Морское сражение не тянется долго, а беспорядок, сопровождающий бой, может скверно повлиять на успех операции. Поэтому серьезные операции, как и настоящее лечение, откладывались до более благоприятного времени, когда перестанут грохотать пушки и противники разойдутся в разные стороны. Кроме того, пострадавшие прибывали в таком количестве, что врачи все равно не успевали разбираться в деталях телесных повреждений. Они ограничивались лишь поверхностным осмотром ран, кровотечения и определением того, насколько нарушена костно-суставная система. И сейчас же применяли неотложные лечебные меры.
То и дело слышался повелительный голос Макарова:
- Тампонировать рану! Руку в лубок!. Этому впрыснуть два шприца морфия!.
Фельдшера и санитары метались от одного раненого к другому, накладывая повязки или жгуты. Мои обязанности были просты: я сменял загрязненные простыни, подавал что-нибудь врачам или поил жаждущих. Оба врача были заняты теми, которым повреждения грозили смертью. Корабль помимо качки часто дергался от залповых выстрелов своей тяжелой артиллерии и от разрывов неприятельских снарядов. В такие моменты хирургический нож врача, освежая рану, проникал в человеческое мясо глубже, чем следует, а ножницы, вместо того чтобы только обрезать ткани, потерявшие жизнеспособность, вонзались и в живой организм…

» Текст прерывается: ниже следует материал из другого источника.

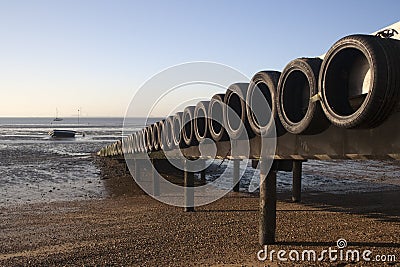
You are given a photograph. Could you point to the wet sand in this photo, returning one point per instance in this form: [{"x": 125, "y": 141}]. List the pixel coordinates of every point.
[{"x": 131, "y": 229}]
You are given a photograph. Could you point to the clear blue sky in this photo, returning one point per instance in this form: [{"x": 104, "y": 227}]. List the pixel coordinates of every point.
[{"x": 95, "y": 54}]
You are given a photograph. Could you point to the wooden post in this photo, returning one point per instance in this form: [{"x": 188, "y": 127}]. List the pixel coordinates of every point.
[
  {"x": 137, "y": 170},
  {"x": 189, "y": 189},
  {"x": 296, "y": 186},
  {"x": 236, "y": 175},
  {"x": 156, "y": 180},
  {"x": 203, "y": 171},
  {"x": 267, "y": 204}
]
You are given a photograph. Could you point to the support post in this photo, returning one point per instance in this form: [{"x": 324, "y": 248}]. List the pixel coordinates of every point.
[
  {"x": 137, "y": 170},
  {"x": 189, "y": 189},
  {"x": 267, "y": 204},
  {"x": 236, "y": 175},
  {"x": 296, "y": 186},
  {"x": 203, "y": 171},
  {"x": 156, "y": 179}
]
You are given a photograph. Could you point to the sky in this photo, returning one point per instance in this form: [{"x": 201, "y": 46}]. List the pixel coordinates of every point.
[{"x": 94, "y": 55}]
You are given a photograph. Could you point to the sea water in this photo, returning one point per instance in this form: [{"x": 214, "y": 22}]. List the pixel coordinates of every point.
[{"x": 35, "y": 167}]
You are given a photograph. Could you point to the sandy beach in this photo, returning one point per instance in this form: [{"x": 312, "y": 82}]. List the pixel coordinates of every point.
[{"x": 129, "y": 228}]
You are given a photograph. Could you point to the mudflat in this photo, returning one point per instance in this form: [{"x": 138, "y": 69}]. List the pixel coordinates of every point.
[{"x": 129, "y": 228}]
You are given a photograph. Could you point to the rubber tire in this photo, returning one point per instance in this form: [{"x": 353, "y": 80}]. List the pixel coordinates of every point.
[
  {"x": 245, "y": 132},
  {"x": 382, "y": 100},
  {"x": 189, "y": 140},
  {"x": 314, "y": 120},
  {"x": 203, "y": 106},
  {"x": 273, "y": 127},
  {"x": 220, "y": 135}
]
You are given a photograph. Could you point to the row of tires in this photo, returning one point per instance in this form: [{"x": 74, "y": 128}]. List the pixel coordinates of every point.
[{"x": 356, "y": 85}]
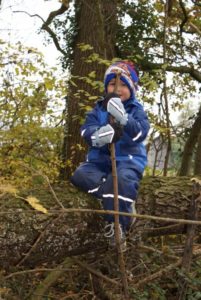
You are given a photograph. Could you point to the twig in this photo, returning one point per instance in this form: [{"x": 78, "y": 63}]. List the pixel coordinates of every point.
[
  {"x": 116, "y": 206},
  {"x": 163, "y": 271},
  {"x": 187, "y": 256},
  {"x": 51, "y": 278},
  {"x": 18, "y": 273},
  {"x": 94, "y": 272},
  {"x": 37, "y": 241},
  {"x": 48, "y": 182},
  {"x": 107, "y": 212}
]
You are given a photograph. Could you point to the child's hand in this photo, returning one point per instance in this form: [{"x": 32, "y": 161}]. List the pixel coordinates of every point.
[
  {"x": 106, "y": 135},
  {"x": 115, "y": 107},
  {"x": 102, "y": 136},
  {"x": 118, "y": 132}
]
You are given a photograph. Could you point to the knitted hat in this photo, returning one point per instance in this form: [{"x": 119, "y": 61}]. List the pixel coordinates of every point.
[{"x": 129, "y": 75}]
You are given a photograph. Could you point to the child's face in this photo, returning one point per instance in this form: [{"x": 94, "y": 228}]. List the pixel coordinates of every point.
[{"x": 122, "y": 90}]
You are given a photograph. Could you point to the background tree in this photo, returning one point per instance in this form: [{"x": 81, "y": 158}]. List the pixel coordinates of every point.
[
  {"x": 30, "y": 113},
  {"x": 132, "y": 30}
]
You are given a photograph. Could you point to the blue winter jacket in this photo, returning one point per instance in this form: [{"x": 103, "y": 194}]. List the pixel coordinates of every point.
[{"x": 130, "y": 147}]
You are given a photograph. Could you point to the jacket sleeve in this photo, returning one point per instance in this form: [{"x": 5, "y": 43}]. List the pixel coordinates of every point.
[
  {"x": 137, "y": 126},
  {"x": 90, "y": 126}
]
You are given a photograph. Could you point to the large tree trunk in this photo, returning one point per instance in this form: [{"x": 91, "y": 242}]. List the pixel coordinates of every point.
[
  {"x": 30, "y": 238},
  {"x": 190, "y": 146},
  {"x": 197, "y": 164},
  {"x": 96, "y": 23}
]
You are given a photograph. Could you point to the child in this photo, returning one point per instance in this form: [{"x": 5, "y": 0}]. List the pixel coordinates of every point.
[{"x": 128, "y": 131}]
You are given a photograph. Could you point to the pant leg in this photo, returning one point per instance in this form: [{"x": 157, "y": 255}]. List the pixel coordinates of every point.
[
  {"x": 128, "y": 184},
  {"x": 89, "y": 177}
]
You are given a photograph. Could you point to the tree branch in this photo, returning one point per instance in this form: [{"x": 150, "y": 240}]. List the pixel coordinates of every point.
[{"x": 148, "y": 66}]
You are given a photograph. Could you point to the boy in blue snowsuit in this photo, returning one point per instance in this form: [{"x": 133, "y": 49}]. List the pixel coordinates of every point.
[{"x": 129, "y": 130}]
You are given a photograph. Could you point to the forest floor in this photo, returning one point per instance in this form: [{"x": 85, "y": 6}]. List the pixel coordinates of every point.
[{"x": 159, "y": 266}]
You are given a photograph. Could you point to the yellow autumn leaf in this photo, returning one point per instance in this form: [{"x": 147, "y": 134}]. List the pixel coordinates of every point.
[
  {"x": 8, "y": 189},
  {"x": 34, "y": 202},
  {"x": 196, "y": 180}
]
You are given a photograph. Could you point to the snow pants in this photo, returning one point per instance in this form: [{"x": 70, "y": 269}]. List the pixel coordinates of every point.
[{"x": 96, "y": 179}]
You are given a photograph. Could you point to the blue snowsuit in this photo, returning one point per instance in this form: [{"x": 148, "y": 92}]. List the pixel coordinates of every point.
[{"x": 95, "y": 175}]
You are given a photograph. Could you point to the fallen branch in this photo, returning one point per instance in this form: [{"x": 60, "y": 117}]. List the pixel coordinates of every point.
[{"x": 163, "y": 271}]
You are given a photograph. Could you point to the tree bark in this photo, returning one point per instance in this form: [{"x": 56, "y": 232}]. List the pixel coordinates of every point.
[
  {"x": 102, "y": 16},
  {"x": 197, "y": 164},
  {"x": 30, "y": 238},
  {"x": 190, "y": 146}
]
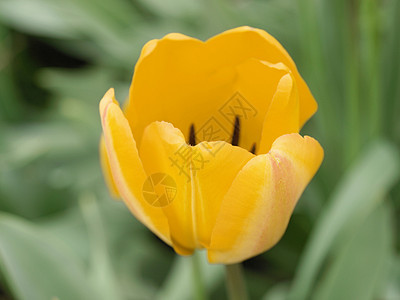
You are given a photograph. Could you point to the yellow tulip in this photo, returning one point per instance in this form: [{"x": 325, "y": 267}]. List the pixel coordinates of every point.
[{"x": 207, "y": 153}]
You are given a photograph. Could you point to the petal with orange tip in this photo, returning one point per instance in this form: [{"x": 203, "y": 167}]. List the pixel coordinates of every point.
[
  {"x": 202, "y": 173},
  {"x": 256, "y": 210},
  {"x": 126, "y": 167}
]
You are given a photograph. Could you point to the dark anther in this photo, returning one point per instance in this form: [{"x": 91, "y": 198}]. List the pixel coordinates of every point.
[
  {"x": 192, "y": 136},
  {"x": 236, "y": 132},
  {"x": 253, "y": 148}
]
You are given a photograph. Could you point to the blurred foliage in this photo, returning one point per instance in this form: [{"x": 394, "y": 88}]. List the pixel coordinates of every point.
[{"x": 62, "y": 237}]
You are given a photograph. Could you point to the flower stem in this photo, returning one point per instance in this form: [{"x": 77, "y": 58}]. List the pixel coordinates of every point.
[
  {"x": 198, "y": 283},
  {"x": 235, "y": 283}
]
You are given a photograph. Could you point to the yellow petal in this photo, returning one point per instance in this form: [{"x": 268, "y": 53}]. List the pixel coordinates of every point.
[
  {"x": 105, "y": 166},
  {"x": 202, "y": 175},
  {"x": 256, "y": 210},
  {"x": 186, "y": 81},
  {"x": 126, "y": 167},
  {"x": 283, "y": 113},
  {"x": 244, "y": 42},
  {"x": 257, "y": 82}
]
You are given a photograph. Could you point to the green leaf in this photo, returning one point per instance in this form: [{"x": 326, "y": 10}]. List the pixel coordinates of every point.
[
  {"x": 179, "y": 285},
  {"x": 360, "y": 264},
  {"x": 369, "y": 179},
  {"x": 37, "y": 267}
]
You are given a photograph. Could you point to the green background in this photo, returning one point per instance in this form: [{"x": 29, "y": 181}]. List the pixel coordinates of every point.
[{"x": 62, "y": 237}]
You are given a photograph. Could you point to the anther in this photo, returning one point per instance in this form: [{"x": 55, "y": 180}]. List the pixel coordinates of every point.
[
  {"x": 192, "y": 136},
  {"x": 236, "y": 132},
  {"x": 253, "y": 148}
]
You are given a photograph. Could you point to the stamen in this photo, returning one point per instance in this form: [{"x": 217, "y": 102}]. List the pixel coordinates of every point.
[
  {"x": 192, "y": 136},
  {"x": 253, "y": 148},
  {"x": 236, "y": 132}
]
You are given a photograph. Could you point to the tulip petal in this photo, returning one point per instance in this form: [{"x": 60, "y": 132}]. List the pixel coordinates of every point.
[
  {"x": 283, "y": 113},
  {"x": 105, "y": 166},
  {"x": 126, "y": 167},
  {"x": 179, "y": 76},
  {"x": 256, "y": 210},
  {"x": 252, "y": 42},
  {"x": 257, "y": 82},
  {"x": 203, "y": 174}
]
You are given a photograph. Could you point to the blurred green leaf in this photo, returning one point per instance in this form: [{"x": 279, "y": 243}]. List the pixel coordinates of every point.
[
  {"x": 179, "y": 285},
  {"x": 360, "y": 265},
  {"x": 37, "y": 267},
  {"x": 370, "y": 178},
  {"x": 38, "y": 17}
]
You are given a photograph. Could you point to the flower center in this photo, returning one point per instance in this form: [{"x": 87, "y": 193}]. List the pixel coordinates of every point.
[{"x": 234, "y": 139}]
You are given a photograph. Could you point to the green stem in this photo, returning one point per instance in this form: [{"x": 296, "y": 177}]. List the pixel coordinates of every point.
[
  {"x": 235, "y": 283},
  {"x": 198, "y": 284}
]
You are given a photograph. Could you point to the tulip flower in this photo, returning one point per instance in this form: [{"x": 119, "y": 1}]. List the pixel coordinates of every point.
[{"x": 207, "y": 153}]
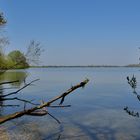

На операционный стол был положен матрос Котлиб Том. У него левая нога в колене была раздроблена и держалась только на сухожильях. Оказалось, что, прежде чем его подобрали носильщики, он долго полз из носового каземата до середины судна, оставляя за собою кровавый след. Теперь он лежал неподвижно, посеревший, как труп, с полным безразличием к тому, что над ним проделывали. Ему распороли штанину, оголили ногу до паха и положили на нее резиновый жгут. Когда отхватили сухожилья, старший врач Макаров приказал мне:
- Новиков, убери!
Я взял с операционного стола сапог с торчащей из него кровавой костью и, не зная, что с ним делать, оставил его у себя в руках. Мое внимание было поглощено дальнейшей операцией над Котлибом. Оставшуюся часть ноги обтерли эфиром и смазали йодистой настойкой. Рукава у старшего врача были засучены по самые локти. Засверкал хирургический нож в его правой руке. Словно в бреду, я видел, как отделяли кожу с жировым слоем и как резали мясо наискосок, обнажая обломанную кость. Потом по ней заскрежетала специальная пила. На кость загнули оставленный запас мяса, натянули на нее кожу и начали штопать иглой с шелковой ниткой. Я продолжал держать сапог с куском отрезанной ноги. Меня прошибло холодной испариной и сильно тошнило. Старший врач, работая, не замечал, что висок у него испачкан кровью и в каштановой бородке блестят крупные капли пота. Он увидел меня и рассердился:
- Что же ты держишь в руках сапог?
- А куда же мне его? - в свою очередь спросил я, едва соображая.
- Брось под стол.
Я исполнил приказание, бросил сапог под стол, но звука при его падении не расслышал…"
Снаружи, на палубах корабля бушевал огненный смерч из взрывов и огня. Он сметал, уничтожал и калечил все живое, что попадалось на его пути, что не было прикрыто бронированными стенами корабельных лабиринтов.